Carolina Tohá todo parece aguantarlo, todo prepararlo, todo sobrevivirlo, cuando es parte de un equipo, cuando es comprendida y apoyada por sus empleadores. Es lo que parece no suceder del todo ahora. La ministra, que ha pasado la mitad de su tiempo arreglando los actos suicidas del Presidente, no consigue ver gestos de parte del mandatario y sus amigos de asado. Carolina Tohá tiene su propio equipo que funciona de manera aceitada y bastante eficiente, pero no puede uno dejar de tener la impresión que éste forma una especie de gobierno paralelo de funcionarios en corbatas a los que no invitan a las cenas de desagravios, cumpleaños y mucho menos a los after en el barrio Yungay.
Castigada por hacerle ver demasiadas veces la realidad de las cosas, la ministra Tohá pasa cada vez más tiempo repasándole las lecciones a los parlamentarios, intentando que los de su sector se entiendan, buscando acuerdos imposibles, bailando con la fea o en este caso, los feos. Mientras tanto su compañera de gabinete comunista remoja sus finos labios en las burbujas de la champaña que le ofrecen las revistas de papel couché.
Como una cenicienta que ya no espera hada madrina, Carolina Tohá se queda en el Palacio mientras entran y salen todos los demás. El contraste de su destino no es solo, por cierto, un tema frívolo de imágenes, quizás más subjetivas que objetivas. En lo profundo se juega la continuidad, improbable, de este gobierno. ¿Quién encarna el legado que esta administración quiere trasmitir? ¿Cuál es la imagen que quiere proyectar? La ministra guapa, inteligente, impecable, pero que frecuentemente dice cosas que son y no son, o la otra ministra, también bella, pero angulosa, dura, responsable, que cumple casi siempre con lo que promete, aunque cometa el pecado de no prometer demasiado.
¿Quién será la candidata del oficialismo? ¿Vallejo o Tohá? Ninguna de las dos parece tener posibilidades hoy, pero el probable desastre de la nueva Constitución y la guerra civil en la derecha que la seguirá abren posibilidades aun imposibles de ver.

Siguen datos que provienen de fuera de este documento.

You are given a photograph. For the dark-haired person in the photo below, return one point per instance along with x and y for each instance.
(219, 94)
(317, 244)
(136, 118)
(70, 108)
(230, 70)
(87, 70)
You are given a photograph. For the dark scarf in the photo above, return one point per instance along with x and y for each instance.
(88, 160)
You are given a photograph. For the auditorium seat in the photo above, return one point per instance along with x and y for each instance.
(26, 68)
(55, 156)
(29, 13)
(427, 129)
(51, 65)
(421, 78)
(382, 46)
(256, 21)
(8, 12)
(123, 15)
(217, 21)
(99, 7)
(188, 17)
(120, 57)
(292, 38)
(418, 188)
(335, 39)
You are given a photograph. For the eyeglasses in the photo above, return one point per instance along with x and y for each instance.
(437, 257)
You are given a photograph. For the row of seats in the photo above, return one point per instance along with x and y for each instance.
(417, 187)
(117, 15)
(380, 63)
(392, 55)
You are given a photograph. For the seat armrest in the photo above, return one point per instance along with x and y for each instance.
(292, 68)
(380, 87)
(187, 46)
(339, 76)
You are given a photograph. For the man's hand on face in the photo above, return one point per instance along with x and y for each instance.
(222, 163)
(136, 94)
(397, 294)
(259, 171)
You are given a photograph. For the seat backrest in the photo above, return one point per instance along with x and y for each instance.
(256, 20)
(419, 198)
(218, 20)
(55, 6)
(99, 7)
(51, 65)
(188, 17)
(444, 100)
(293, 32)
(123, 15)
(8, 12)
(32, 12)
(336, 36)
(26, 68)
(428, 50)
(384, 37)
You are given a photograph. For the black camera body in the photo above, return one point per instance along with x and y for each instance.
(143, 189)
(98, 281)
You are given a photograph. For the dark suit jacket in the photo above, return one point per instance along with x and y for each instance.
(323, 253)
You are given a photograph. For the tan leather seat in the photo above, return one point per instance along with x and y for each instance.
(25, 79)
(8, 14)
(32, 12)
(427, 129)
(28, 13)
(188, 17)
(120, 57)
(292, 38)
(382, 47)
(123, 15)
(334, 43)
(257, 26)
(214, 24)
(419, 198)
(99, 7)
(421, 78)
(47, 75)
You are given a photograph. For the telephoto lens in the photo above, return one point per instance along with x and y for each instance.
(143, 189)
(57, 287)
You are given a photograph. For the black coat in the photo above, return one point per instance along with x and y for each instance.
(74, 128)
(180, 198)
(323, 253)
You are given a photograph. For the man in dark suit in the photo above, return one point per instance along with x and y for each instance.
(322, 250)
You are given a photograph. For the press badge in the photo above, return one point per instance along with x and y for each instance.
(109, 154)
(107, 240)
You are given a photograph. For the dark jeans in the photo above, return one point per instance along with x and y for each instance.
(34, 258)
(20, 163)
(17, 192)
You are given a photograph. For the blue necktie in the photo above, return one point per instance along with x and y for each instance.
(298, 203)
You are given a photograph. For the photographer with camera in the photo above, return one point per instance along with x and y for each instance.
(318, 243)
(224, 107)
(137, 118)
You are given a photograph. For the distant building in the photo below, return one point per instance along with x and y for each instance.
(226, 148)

El desastre de la nueva izquierda que siguió el de la nueva derecha y la de siempre, deja en claro que solo la centro izquierda puede gobernar este país ingobernable. Pero esto no quita que sigue siendo poco atractiva electoralmente. Lagos casi perdió frente a Lavín. Carolina Tohá, que es la única candidata lógica de la centro izquierda, necesita para que la gente vote por ella de todo el apoyo, el trabajo, de lo que quede del gobierno y su coalición. Pero éste, empezando por el Presidente, parecen apostar por la figura más rutilante y vistosa de Camila Vallejo sin reparar que su militancia comunista la hace, para gran parte de la población, inelegible.
Es el proyecto de los amigos de las marchas, la nueva izquierda que venía a reemplazar los fantasmas de los 30 años, los que no se resignan a morir ante las duchas frías que Carolina Tohá y su gente les infringe. Camila Vallejo es así la idea de un sueño improbable pero redentor, la ilusión que nada ha cambiado, que efectivamente “seguimos”, aunque en todo sentido este gobierno no sea en nada la continuidad del que ganó hace un año.